JAKARTA – Divisi Propam (Divpropam) Polri akan rutin menggelar tes urine terhadap seluruh jajaran kepolisian. Hal itu menyusul adanya kasus penyalahgunaan narkoba oleh oknum anggota Korps Bhayangkara.
Pernyataan tersebut disampaikan Karo Penmas Divisi Humas Polri, Brigjen Pol Trunoyudo Wisnu Andiko usai mengumumkan hasil sidang etik Kapolres Bima AKBP Didik di Gedung TNCC Mabes Polri, Jakarta Selatan, Kamis (19/2/2026).
“Dengan masih maraknya kasus narkoba yang dilakukan oleh beberapa oknum anggota, berdasarkan perintah Kapolri, Divpropam Polri dan jajaran akan melaksanakan kegiatan pemeriksaan urine,” ungkap Trunoyudo.

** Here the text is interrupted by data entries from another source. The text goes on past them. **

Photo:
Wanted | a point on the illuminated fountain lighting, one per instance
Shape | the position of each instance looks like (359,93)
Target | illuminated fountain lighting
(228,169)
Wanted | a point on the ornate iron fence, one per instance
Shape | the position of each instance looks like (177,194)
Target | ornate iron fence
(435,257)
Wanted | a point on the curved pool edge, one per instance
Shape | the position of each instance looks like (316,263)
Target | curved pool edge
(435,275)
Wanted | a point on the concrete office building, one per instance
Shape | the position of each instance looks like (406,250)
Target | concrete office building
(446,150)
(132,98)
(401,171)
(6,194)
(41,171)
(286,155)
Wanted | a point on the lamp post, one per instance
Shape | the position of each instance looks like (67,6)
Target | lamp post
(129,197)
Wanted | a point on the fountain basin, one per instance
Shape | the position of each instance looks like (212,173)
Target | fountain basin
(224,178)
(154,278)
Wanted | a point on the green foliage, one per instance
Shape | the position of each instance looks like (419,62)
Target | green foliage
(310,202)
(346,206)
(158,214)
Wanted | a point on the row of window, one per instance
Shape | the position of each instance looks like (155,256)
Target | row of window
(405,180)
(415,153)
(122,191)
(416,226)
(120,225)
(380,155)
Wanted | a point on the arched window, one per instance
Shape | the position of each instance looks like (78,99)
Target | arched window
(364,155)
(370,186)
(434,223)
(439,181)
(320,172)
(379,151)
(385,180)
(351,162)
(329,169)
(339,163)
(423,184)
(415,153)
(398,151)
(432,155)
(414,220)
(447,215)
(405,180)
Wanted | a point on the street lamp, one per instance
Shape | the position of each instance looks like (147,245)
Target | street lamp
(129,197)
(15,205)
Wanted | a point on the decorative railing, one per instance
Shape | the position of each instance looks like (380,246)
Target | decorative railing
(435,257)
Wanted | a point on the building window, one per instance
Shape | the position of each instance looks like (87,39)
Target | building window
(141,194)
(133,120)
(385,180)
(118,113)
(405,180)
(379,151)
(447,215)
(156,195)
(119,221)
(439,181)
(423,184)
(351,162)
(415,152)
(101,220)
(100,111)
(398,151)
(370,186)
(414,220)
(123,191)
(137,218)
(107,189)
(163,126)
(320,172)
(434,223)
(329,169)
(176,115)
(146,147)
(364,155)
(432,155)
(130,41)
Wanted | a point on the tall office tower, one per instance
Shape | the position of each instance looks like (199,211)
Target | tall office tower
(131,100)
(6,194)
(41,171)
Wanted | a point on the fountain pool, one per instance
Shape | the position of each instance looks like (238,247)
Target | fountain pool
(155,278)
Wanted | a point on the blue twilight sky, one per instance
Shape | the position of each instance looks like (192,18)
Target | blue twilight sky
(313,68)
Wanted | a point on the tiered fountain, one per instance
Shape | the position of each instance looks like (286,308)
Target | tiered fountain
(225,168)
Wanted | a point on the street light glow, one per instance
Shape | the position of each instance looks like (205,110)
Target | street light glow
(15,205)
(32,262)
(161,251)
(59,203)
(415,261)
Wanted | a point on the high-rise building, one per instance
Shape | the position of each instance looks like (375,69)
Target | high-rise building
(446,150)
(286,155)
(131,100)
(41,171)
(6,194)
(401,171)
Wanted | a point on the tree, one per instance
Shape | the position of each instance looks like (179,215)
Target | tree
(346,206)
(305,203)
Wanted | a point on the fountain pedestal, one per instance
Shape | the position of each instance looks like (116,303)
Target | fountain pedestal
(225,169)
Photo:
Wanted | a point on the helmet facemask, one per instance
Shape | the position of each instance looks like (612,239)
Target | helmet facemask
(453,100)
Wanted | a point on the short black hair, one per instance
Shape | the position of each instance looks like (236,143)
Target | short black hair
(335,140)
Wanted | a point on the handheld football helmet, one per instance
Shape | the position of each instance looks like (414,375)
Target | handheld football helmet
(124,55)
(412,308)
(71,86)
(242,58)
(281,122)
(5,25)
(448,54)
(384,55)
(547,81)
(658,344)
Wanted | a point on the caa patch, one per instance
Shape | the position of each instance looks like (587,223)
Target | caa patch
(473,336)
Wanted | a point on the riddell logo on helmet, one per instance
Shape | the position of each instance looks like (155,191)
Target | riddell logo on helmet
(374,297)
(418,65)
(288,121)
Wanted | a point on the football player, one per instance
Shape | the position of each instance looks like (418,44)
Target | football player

Menurut Trunoyudo, dalam pelaksanaan tes urine ini Polri akan melibatkan fungsi pengawas internal maupun eksternal. Namun, dia belum menjelaskan lebih rinci kapan tes urine itu akan mulai dilakukan.
“Pelaksanaannya nanti akan disampaikan. Kami menyampaikan sebagai wujud komitmen, konsisten dan itu sudah dilakukan jauh sebelum-sebelumnya,” terangnya.
“”Namun ini secara intens, wujud komitmen untuk pengawasan, preemtif, deteksi. Dan apabila ada, sekali lagi, ini (sanksi PTDH terhadap AKBP Didik) sudah contoh merupakan wujud komitmen untuk melakukan tindakan secara tegas,” imbuhnya.
Sebelumnya, Polri juga menjatuhkan sanksi pemberhentian dengan tidak hormat (PTDH) terhadap Eks Kapolres Bima Kota AKBP Didik Putra Kuncoro yang terlibat kasus narkoba.
AKBP Didik terbukti melanggar Pasal 13 ayat 1 PP Nomor 1 Tahun 2003 tentang Pemberhentian Anggota Polri juncto Pasal 5 ayat 1 Huruf b Perpol Nomor 7 Tahun 2022 tentang Kode Etik Profesi dan Komisi Kode Etik Polri. Kemudian, Pasal 8 Huruf c Angka 1 Perpol Nomor 7 Tahun 2022 tentang Kode Etik Profesi dan Komisi Kode Etik Polri.
Kemudian, Pasal 10 ayat 1 Huruf d Perpol Nomor 7 Tahun 2022 tentang Kode Etik Profesi dan Komisi Kode Etik Polri. Pasal 13 Huruf d, f, dan e Perpol Nomor 7 Tahun 2022 tentang Kode Etik Profesi dan Komisi Kode Etik Polri.